The scientific committee of the Canary Islands Volcanic Emergency Plan (Pevolca), which monitors the evolution of the eruption and coordinates security measures, foresees that sooner or later this wash, which has been gaining in height and width, it will continue its approach to the sea.

There are two options: go south and go around the mountain of La Laguna, or, on the contrary, skip the existing watersheds and raze the last evicted neighborhoods: Las Martelas, Marina Alta, Marina Baja, Cuesta Zapata, San Borondón and La Condesa.

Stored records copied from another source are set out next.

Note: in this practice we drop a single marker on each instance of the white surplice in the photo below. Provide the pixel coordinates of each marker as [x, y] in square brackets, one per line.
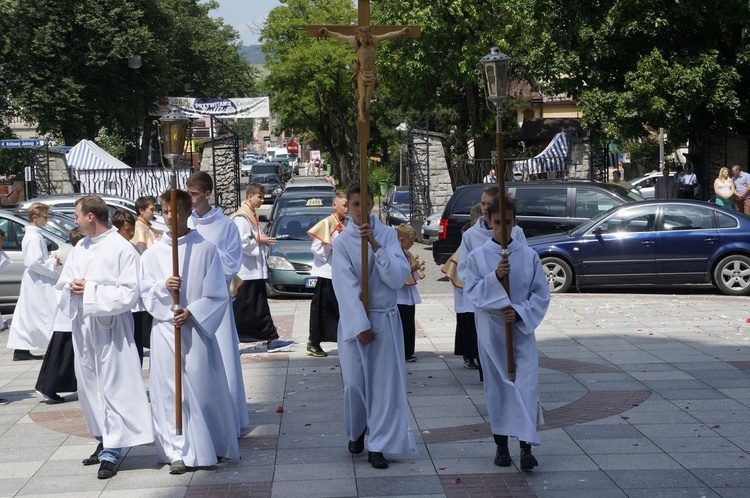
[513, 407]
[110, 385]
[374, 374]
[209, 428]
[219, 229]
[34, 317]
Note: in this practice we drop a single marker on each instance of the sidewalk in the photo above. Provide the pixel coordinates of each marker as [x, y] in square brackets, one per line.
[643, 396]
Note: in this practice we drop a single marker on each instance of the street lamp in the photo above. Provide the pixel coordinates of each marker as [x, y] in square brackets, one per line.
[135, 63]
[173, 126]
[496, 72]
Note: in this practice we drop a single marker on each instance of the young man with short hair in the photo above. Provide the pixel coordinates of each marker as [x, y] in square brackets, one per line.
[252, 314]
[218, 229]
[34, 317]
[514, 407]
[210, 430]
[324, 307]
[98, 289]
[370, 342]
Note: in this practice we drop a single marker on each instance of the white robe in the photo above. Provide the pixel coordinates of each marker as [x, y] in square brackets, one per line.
[209, 428]
[110, 385]
[513, 407]
[218, 229]
[34, 317]
[374, 374]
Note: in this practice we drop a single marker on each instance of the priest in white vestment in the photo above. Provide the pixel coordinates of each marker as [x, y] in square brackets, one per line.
[217, 228]
[34, 317]
[514, 407]
[99, 287]
[209, 429]
[371, 348]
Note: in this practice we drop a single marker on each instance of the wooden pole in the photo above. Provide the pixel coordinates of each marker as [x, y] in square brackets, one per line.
[176, 306]
[504, 236]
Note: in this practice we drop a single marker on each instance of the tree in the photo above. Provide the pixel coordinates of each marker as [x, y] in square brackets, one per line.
[643, 64]
[65, 63]
[309, 79]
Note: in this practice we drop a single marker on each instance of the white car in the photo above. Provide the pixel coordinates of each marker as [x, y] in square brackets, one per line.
[644, 185]
[10, 277]
[66, 204]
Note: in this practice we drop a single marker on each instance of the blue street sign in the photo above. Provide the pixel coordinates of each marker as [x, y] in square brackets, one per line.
[22, 144]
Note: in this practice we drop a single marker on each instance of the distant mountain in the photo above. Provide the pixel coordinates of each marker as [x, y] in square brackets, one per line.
[253, 54]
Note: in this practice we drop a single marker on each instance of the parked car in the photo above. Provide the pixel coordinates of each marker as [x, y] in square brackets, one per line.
[431, 226]
[290, 260]
[544, 207]
[66, 204]
[396, 208]
[297, 199]
[274, 185]
[15, 229]
[652, 242]
[644, 185]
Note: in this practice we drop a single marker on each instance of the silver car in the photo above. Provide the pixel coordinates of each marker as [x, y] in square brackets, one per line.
[10, 277]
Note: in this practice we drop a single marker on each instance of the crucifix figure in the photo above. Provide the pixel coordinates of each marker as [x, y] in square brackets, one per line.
[365, 77]
[365, 39]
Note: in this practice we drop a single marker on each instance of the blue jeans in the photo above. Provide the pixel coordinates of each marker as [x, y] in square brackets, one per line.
[109, 454]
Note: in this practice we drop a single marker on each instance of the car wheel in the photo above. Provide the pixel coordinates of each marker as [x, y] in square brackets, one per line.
[732, 275]
[559, 275]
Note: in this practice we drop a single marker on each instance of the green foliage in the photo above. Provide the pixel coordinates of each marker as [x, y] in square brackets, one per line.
[65, 64]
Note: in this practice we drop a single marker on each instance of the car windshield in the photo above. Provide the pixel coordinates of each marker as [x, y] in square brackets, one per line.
[400, 198]
[295, 226]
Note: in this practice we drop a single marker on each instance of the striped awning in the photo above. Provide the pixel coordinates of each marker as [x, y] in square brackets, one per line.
[89, 156]
[553, 158]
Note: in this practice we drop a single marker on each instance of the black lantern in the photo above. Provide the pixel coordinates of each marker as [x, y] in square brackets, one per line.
[174, 130]
[496, 67]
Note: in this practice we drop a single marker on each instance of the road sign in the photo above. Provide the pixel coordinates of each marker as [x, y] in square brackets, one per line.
[22, 144]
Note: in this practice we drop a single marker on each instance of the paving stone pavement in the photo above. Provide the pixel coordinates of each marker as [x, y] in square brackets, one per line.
[644, 395]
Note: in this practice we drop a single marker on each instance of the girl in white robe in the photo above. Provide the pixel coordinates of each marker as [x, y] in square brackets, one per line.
[209, 429]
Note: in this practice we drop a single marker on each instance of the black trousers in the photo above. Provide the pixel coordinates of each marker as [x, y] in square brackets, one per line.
[58, 373]
[324, 313]
[407, 312]
[252, 315]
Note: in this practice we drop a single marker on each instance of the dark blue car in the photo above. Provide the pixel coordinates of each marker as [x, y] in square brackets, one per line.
[652, 242]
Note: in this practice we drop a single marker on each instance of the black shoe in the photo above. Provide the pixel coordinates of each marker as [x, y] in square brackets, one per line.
[94, 458]
[52, 397]
[502, 456]
[358, 446]
[177, 467]
[24, 354]
[528, 461]
[107, 470]
[377, 460]
[316, 351]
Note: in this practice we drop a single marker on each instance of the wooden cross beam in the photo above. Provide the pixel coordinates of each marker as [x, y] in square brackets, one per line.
[365, 39]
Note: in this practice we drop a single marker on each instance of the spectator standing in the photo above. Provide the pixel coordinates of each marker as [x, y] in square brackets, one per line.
[724, 189]
[513, 405]
[324, 307]
[34, 317]
[741, 189]
[665, 187]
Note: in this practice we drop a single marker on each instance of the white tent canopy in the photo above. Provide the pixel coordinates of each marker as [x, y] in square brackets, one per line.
[86, 155]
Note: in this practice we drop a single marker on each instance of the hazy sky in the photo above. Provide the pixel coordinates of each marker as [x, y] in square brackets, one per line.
[245, 16]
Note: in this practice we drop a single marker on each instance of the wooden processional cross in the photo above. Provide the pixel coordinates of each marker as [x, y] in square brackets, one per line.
[365, 39]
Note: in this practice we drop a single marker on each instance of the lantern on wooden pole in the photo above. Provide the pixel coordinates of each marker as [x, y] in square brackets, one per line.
[173, 126]
[496, 73]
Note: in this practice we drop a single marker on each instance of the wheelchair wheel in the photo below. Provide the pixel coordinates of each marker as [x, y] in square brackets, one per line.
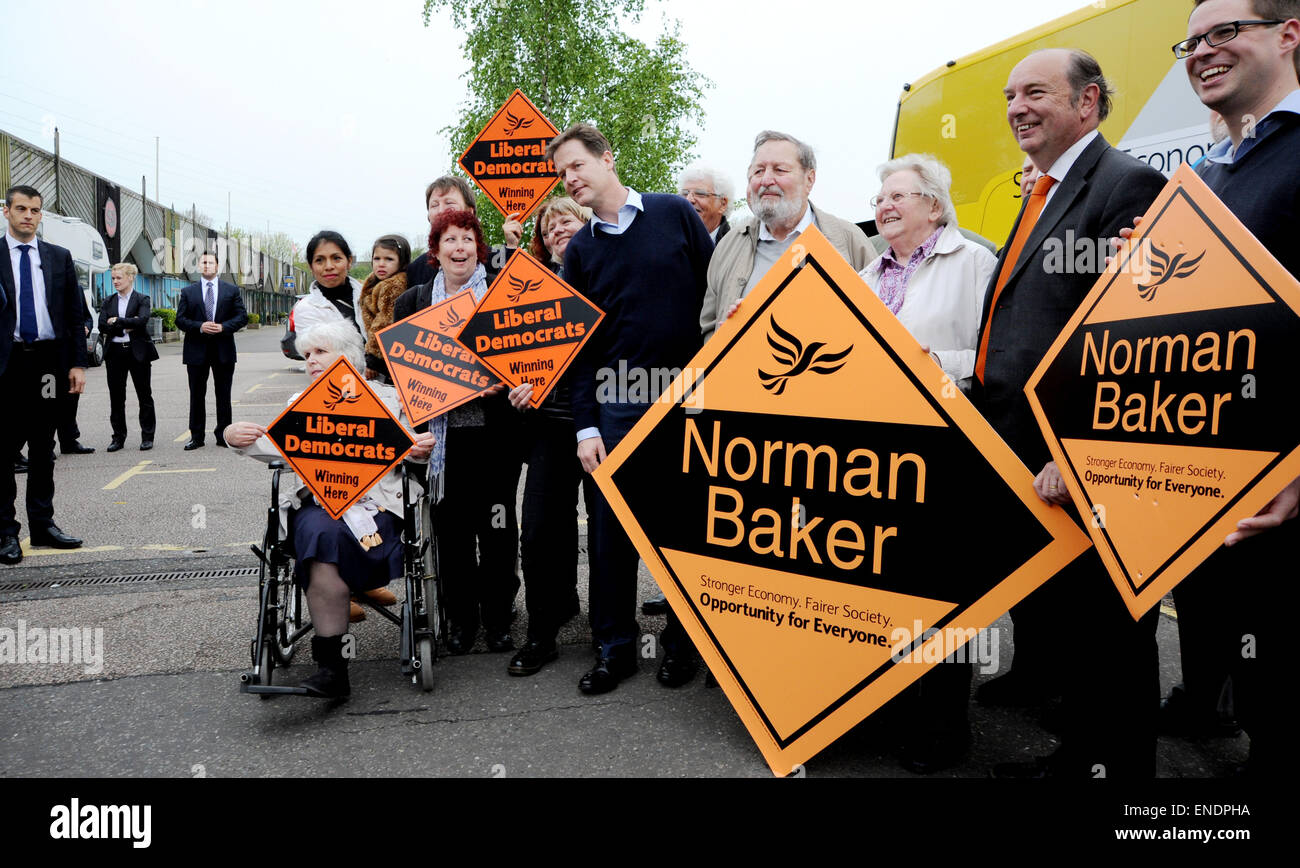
[290, 615]
[424, 654]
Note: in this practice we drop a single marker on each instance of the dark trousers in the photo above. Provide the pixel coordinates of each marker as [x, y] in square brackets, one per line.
[612, 597]
[477, 529]
[221, 380]
[30, 387]
[1230, 615]
[121, 361]
[547, 538]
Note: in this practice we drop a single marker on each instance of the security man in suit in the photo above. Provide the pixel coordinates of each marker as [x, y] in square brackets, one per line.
[42, 339]
[1073, 637]
[209, 313]
[128, 350]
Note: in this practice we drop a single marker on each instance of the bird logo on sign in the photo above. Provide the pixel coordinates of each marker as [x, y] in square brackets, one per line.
[797, 359]
[1165, 269]
[521, 287]
[516, 124]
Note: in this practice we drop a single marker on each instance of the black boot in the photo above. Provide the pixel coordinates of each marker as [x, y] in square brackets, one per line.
[330, 681]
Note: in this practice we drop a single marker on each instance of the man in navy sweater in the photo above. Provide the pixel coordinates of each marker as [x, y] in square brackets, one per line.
[1240, 57]
[644, 260]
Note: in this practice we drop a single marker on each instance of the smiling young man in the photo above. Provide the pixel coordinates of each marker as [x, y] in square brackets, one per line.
[1240, 59]
[1054, 102]
[642, 260]
[42, 339]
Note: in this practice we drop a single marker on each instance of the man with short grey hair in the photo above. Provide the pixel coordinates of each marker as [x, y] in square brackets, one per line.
[781, 174]
[710, 192]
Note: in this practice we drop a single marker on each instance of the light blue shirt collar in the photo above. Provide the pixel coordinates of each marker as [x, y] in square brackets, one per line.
[1223, 151]
[627, 213]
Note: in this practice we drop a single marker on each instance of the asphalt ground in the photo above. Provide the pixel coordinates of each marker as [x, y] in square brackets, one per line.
[167, 704]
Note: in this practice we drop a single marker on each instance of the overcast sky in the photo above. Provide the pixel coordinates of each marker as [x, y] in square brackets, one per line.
[328, 113]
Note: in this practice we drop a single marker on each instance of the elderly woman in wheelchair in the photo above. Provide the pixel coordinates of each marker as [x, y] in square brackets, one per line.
[336, 558]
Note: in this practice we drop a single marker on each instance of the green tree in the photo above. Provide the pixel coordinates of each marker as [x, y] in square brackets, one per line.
[576, 63]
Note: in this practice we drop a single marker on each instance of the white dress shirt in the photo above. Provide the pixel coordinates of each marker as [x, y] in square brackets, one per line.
[44, 325]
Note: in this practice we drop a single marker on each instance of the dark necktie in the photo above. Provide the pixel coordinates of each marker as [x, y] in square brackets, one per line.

At the moment, the front of this wash is detained at the La Laguna school, which is acting as a “retaining wall”, and in the vicinity of the church square.

Far from the end on La Palma

Carmen López, director of the National Geophysical Observatory of Spain, has reported this Friday of a data that invites us to think that the eruption is going to last: the measurement of sulfur dioxide emissions in the area of ​​the plume yesterday yielded a value of 28,745 tons , when it should oscillate between 100 and 500 a day to think of an ending.

The diffuse emission of carbon dioxide associated with the Cumbre Vieja ridge continues its downward trend, and has been estimated at 633 tons per day, and the height of the plume of gases and ash has today reached 2,800 meters.

In the next few hours, a low probability of affecting the volcano cloud is expected to the operation of the La Palma airport and the rest of the Canary Islands, although it is not ruled out that fine ash reaches La Gomera and El Hierro, as well as the west of Tenerife.

In parallel, work is being completed to install two portable desalination plants, which together with a tanker loaned by the Government of Spain could start supplying irrigation water to farms isolated by the washings, especially banana trees, the main source of wealth on the island.

These desalination plants are expected to start operating tomorrow, Saturday, coinciding with the fifth visit of the Prime Minister, Pedro Sánchez, to the island since the start of the eruption, on September 19.

King Felipe VI, during the speech he delivered this Friday at the Princess of Asturias Awards ceremony, conveyed his solidarity and that of the whole of Spain to the people of La Palma, who “have seen their lives beaten in such a way dramatic and with as much helplessness as sadness“.

“Many of them have lost everything: their houses, their lands and crops, their animals, their memories,” recalled the king. “They have asked us not to forget them and, together with all Spaniards, it will be so; we will not forget them“.